Mr. Pinch will give me every information that we want; and right glad Mr. Pinch will be to do it. My proposal is : To set off walking this afternoon. To stop when we are tired. To get a lift when we can. To walk when we can't. To do it at once, and do it cheap.”

“ Unless we do it cheap, we shall have some difficulty in doing it at all,” said Martin, pulling out the bank, and telling it over in his hand.

“The greater reason for losing no time, sir," replied Mark. “Whereas, when you've seen the young lady, and know what state of mind the old gentleman's in, and all about it; then you'll know what to do next."

“No doubt," said Martin. “You are quite right."

They were raising their glasses to their lips, when their hands stopped midway, and their gaze was arrested by a figure, which slowly, very slowly, and reflectively, passed the window at that moment.

Mr. Pecksniff. Placid, calm, but proud. Honestly proud.

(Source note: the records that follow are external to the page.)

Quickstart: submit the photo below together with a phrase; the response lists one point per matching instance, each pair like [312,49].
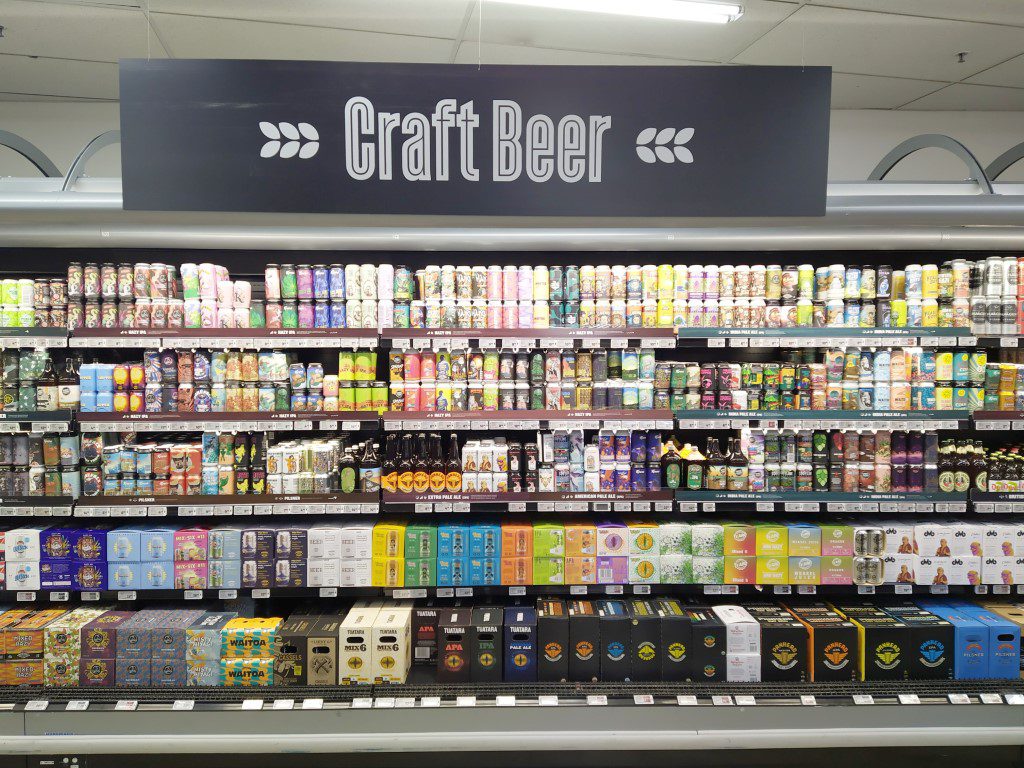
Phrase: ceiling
[887,54]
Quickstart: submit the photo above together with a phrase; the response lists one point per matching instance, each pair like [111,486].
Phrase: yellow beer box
[249,638]
[246,673]
[355,654]
[392,644]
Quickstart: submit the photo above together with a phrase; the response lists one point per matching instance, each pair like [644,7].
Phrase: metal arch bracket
[929,140]
[31,153]
[78,167]
[1011,157]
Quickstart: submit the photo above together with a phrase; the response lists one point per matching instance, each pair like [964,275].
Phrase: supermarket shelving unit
[541,723]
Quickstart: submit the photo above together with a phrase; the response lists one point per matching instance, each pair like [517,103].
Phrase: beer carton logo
[887,655]
[616,651]
[677,652]
[837,655]
[646,651]
[553,651]
[585,650]
[932,652]
[783,655]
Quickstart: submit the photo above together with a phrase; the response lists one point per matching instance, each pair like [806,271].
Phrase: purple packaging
[612,569]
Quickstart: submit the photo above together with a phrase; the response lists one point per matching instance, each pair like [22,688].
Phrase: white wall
[859,138]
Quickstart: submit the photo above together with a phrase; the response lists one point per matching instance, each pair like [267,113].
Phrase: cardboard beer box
[355,655]
[486,635]
[453,645]
[392,643]
[585,641]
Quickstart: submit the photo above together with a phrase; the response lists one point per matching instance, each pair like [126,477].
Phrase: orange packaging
[517,570]
[517,541]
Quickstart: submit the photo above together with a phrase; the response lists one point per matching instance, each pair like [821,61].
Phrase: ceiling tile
[543,28]
[964,97]
[522,54]
[426,17]
[865,43]
[196,37]
[994,11]
[58,77]
[871,92]
[43,29]
[1009,73]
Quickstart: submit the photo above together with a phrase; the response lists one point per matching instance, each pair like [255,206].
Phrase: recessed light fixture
[674,10]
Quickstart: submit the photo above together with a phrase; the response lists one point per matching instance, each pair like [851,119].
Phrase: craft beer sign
[339,137]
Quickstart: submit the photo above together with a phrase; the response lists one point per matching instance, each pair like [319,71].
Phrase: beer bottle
[404,473]
[389,470]
[437,465]
[453,476]
[348,472]
[421,470]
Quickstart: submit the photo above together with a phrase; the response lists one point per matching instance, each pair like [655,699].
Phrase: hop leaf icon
[294,145]
[662,139]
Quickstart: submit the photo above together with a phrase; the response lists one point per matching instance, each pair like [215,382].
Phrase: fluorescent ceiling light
[674,10]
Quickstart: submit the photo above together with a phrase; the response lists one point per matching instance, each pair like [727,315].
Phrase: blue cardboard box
[520,645]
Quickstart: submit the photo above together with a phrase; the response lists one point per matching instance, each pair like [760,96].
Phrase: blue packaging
[453,541]
[158,574]
[87,576]
[125,576]
[520,645]
[484,571]
[54,576]
[124,545]
[453,571]
[156,544]
[485,540]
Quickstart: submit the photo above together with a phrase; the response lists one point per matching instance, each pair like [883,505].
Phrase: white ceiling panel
[521,54]
[426,17]
[962,96]
[58,77]
[994,11]
[42,29]
[195,37]
[511,25]
[865,43]
[870,92]
[1009,73]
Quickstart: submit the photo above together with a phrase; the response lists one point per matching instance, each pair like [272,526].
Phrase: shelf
[243,338]
[227,506]
[555,338]
[825,419]
[734,501]
[397,420]
[347,421]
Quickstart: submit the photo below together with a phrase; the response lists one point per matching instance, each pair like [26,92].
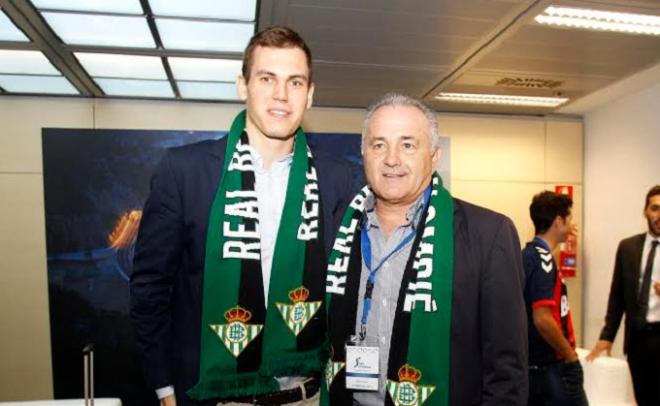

Dressed with peculiar care, smiling with even more than usual blandness, pondering on the beauties of his art with a mild abstraction from all sordid thoughts, and gently travelling across the disc, as if he were a figure in a magic lantern.

As Mr. Pecksniff passed, a person coming in the opposite direction stopped to look after him with great interest and respect: almost with veneration : and the landlord bouncing out of the house, as if he had seen him too, joined this person, and spoke to him, and shook his head gravely, and looked after Mr. Pecksniff likewise.

Martin and Mark sat staring at each other, as if they could not believe it; but there stood the landlord, and the other man still. In spite of the indignation with which this glimpse of Mr. Pecksniff had inspired him, Martin could not help laughing heartily. Neither could Mark,

“We must inquire into this !" said Martin. Ask the landlord in, Mark.”

Mr. Tapley retired for that purpose, and immediately returned with their large-headed host in safe convoy.

“Pray, landlord !” said Martin, “who is that gentleman who passed just now, and whom you were looking after ?”

The landlord poked the fire as if, in his desire to make the most of his answer, he had become indifferent even to the price of coals; and putting his hands in his pockets, said, after inflating himself to give still further effect to his reply:

“That, gentlemen, is the great Mr. Pecksniff! The celebrated architect, gentlemen !"

He looked from one to the other while he said it, as if he were ready to assist the first man might be overcome by the intelligence.